說著他翻開經卷,朗聲誦讀道:“如是我聞,舉所聞之法體也,謂如是一部經義,我昔親從佛聞,故佛地論雲。傳佛教者。言如是之事,我昔曾聞,此總合釋信聞也,若離釋之。如是者,信成就也……”

他誦讀一段,又將經卷合蓋上,拋在法海面前,淡漠道:“你們佛門中人,只會從佛經中領悟一些片面的道理,以為那就是佛所言的妙法真諦,殊不知這才是本末倒置。”

“我讀佛經,從中看到的是芸芸眾生,是無上智慧,是善惡喜樂,是佛祖大智慧、大毅力、大勇氣,你看佛經,看到的只會是規矩,禁錮人心的規矩。”

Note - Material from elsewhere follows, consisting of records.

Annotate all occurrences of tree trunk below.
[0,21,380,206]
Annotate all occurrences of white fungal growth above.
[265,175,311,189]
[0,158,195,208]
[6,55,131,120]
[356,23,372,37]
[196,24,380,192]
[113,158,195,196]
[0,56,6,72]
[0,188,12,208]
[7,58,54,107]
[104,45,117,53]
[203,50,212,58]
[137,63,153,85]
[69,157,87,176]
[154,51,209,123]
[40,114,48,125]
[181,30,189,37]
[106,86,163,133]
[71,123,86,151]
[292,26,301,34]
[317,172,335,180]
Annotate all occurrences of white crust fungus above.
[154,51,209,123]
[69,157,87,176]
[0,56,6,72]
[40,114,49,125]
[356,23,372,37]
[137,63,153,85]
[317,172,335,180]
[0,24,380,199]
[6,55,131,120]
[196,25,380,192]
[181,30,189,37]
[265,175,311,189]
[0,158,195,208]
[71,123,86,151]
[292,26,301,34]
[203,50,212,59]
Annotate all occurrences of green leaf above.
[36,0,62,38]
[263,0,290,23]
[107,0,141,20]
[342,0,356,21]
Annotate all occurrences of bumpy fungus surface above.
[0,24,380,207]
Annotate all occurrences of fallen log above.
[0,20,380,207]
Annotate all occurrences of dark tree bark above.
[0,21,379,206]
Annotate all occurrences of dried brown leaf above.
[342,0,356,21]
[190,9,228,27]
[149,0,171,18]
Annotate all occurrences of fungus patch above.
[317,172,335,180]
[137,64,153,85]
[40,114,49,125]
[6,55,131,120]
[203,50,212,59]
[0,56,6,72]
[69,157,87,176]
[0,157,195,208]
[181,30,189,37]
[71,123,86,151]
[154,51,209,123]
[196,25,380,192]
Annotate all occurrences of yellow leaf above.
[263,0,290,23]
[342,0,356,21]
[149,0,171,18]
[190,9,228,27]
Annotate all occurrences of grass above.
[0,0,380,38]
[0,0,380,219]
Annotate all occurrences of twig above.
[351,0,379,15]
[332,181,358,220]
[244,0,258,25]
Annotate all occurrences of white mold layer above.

曲傑搖頭,揮手將山體上的六字真言抹去,興意索然的朝回走,淡聲道:“即便我不是佛門中人,我也敢說,我對佛法的理解,也要比你高深,我對佛祖智慧的領悟,也要比你精純,你身處佛門一心向佛,卻也只是留於其表,當真是可悲。”

身後,沒有了他真元的山體譁啦啦震動,無數的石屑崩落開來,不過頃刻間就散落一地,法海周身綻放佛光,護住他不被山石崩落所傷。

他此時靜靜杵立,神色有些茫然,也有些掙扎,看著正離去的曲傑,張口欲言。

他的向佛之心堅固無比,並非曲傑兩三句話可以說動,但曲傑這一番說辭下來,卻也讓他對自身以往的堅持產生了一絲懷疑。

“施主,你言說自佛經中看到了我佛的智慧,可能教我?”他沉默半晌後開口。

曲傑頭也沒回,拉著二女的手一同朝遠處走去,每一步都能越過數十丈,待到三人身影消失之後,才有一個聲音徐徐傳入法海耳中。

“去西天吧,那裡有你想要知道的一切,盛唐之時有三藏法師西行拜佛求經,你以為他求的是什麼?還不是去求得佛的智慧。他比你看的透,知曉在凡世間有種種禁錮,故而跳出來,知曉佛性,領悟佛慧,繼而一舉成佛,你若想知道何為佛的智慧,何不走他所走過的路,去尋你要尋的答案。”

聲音消失,法海杵立原地神色茫然。

(之前章節裡說了下,還真有人猜到了我這個腦洞,表示有些讀者真心牛逼,這一章賊不好寫,刪刪寫寫的花了四個多小時--後面四章又得熬夜了,苦逼啊。)